I was lying on the ceiling of the mineshaft. I wasn't feeling too well, so I was trying to sleep. But I couldn't and it was going to kill me if I didn't figure out what it was.

"Ughh...", I groaned groggily. I decided to take a walk. While walking around, I noticed a hole in the ground. The very same hole (Y/N) almost fell down. I was really glad about how I managed to save her. I don't know what would happen to me if she died. Wait. Was this the reason why I couldn't sleep? I smiled at the thought of her. How funny she was, and how adorable her laugh was. Oh. My Notch. I liked (Y/N)! She wouldn't like me back, so I should just forget about it. But I couldn't.

~Slime~

(Y/N) just left. Too bad. I was having fun! Oh well. I continue bouncing up and down on my bouncy house, but I wasn't enjoying it as much. That's weird. I was having fun earlier. With. (Y/N). Wait a second! Do I have-? Do I have feelings for her? No, it's something else. It has to be. I can't like her. I walk over to my friend, Winston's, hut.

"Hey Slick! What's wrong? You seem down, and less bouncy than normal. Want a potion of leaping?" I smile, but then frown. I was normally happy. What's up with me? "Okay. What's the matter?", Winston asks.

"I don't know! I met someone in the swamp, and we were having fun, but then they left and I was sad.", I tell him.

"Okay, you're probably just bored. Try bouncing in your little bounce house, and you'll feel better."

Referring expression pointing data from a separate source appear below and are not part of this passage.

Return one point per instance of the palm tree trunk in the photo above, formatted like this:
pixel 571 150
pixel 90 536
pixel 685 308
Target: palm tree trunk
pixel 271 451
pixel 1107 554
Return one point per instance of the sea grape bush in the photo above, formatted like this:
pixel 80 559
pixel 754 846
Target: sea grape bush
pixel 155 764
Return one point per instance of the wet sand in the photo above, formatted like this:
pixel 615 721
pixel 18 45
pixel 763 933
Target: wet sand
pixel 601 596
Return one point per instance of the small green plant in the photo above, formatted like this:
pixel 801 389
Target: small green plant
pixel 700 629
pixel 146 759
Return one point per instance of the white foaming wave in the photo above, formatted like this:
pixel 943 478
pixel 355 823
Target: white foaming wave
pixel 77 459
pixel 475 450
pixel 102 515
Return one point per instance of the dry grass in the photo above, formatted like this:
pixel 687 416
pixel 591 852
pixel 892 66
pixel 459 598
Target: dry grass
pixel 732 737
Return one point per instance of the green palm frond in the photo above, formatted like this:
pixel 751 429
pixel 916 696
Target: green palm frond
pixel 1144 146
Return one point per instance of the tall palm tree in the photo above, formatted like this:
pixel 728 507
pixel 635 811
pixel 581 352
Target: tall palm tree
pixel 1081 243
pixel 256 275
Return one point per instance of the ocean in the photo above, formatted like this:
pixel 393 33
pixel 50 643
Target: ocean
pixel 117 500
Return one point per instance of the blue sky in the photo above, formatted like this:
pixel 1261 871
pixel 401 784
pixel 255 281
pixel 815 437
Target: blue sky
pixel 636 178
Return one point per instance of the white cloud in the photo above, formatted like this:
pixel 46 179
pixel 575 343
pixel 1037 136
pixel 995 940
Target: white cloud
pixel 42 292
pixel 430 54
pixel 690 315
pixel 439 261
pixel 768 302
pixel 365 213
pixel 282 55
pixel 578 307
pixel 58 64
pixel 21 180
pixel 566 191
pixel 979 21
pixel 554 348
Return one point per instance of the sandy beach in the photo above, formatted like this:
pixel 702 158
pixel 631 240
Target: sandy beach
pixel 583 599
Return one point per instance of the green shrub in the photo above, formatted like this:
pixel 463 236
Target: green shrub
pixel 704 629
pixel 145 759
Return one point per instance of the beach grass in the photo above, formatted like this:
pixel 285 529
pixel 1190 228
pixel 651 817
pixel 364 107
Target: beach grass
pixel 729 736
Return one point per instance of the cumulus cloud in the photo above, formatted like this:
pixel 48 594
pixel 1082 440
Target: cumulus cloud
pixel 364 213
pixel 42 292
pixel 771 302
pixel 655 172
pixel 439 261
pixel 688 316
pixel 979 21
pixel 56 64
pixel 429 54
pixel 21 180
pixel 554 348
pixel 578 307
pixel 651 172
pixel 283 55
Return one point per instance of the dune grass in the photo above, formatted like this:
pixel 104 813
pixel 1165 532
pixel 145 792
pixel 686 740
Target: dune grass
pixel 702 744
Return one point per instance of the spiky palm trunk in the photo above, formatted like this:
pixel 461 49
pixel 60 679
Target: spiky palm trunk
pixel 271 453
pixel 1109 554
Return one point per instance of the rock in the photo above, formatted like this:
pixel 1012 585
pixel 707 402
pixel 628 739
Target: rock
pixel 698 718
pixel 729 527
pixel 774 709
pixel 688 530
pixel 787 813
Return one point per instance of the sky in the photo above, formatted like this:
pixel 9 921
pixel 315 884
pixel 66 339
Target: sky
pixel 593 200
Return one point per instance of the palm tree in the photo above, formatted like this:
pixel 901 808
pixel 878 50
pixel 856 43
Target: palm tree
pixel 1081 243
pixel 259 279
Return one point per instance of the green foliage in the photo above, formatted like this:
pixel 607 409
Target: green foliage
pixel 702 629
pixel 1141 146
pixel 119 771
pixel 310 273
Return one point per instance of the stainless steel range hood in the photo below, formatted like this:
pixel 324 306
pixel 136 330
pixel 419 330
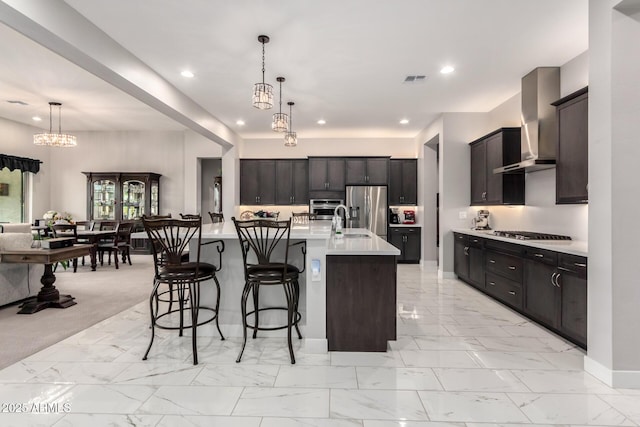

"I tried that already!", I yell. "When she left, I-"

"Wait, hold on. She?"

"Yeah, she. Anyway-"

"Slick, I know what's wrong with you."

"What?"

"You're in love with this girl you met!" I was blushing so hard. I guess I do have feelings for (Y/N).

~Witch~

She was right there, standing next to me. Just, watching me, brew potions. I had feelings for her the moment I looked at her. But (Y/N) probably hates me. Why wouldn't she? I threw a potion at her, yelled at her, called her stupid. I'm the stupid one! That piece of paper. It's my last chance. She can never find out what's on it. Then she'll never like me. A recipe for a love potion. But if she finds out I was going to use it on her... I should just tell her how I felt. She's going to reject me, I just know it. But I have to get it over with, or I'll never move on.

~Silverfish~

I hope (Y/N) does come back. I really, really hope she does. If you were wondering, yes, I do love her. Of course I do! She's tough, beautiful. Who wouldn't love her? If she doesn't come back alive, I don't know what I would do. She probably has a boyfriend already. It's worth a shot, right? But I wouldn't be able to handle the rejection. NO! Sidney, don't think like that! She hasn't rejected you! She might not! What if she accepts them? I'll probably be the happiest silverfish alive.

~Cave Spider~

I had just left (Y/N)'s house. I-I just can't stop thinking about her. She has the most beautiful voice I've ever heard. And those (E/C) eyes. I love everything about her. No, I don't. I love HER. But mother wouldn't approve. Humans and spiders- let alone cave spiders- can't be together. I don't care! I want to be with her! I'll tell mother! I don't care what she says! This reminds me of a story I've read before. "Romeo and Juliet" If I'm Romeo, then (Y/N) will be my Juliet. Without the dying part, obviously. I'll make her my princess.

~Guardian~

What is this feeling? Why do I feel all warm and fuzzy inside? I lay on top of my pool of water, staring up at the ocean, just wondering. I thought back to last night. (Y/N) was breathing steadily on top of me, and she was so warm. I didn't want her to leave. But she had to. Humans can't live underwater. I feel... Heartbroken. Wait, I've heard of this feeling before, when you really like someone. It's called love. Do I feel that towards (Y/N)?

~Elder Guardian~

Wow. I feel really, really horrible. What have I done? Thanks to the beautiful (Y/N), I realize how horrible of a person I really am. I fell in love her as soon as I laid my eye on her. But, as she said, I'm a jerk. A conceited, horrible, jerk. Ugh.... Who would love a jerk that's so full of themself? Maybe I still have hope. She said she'd think about being friends with me. But, I don't want to be friends. I want her to be my queen of the ocean.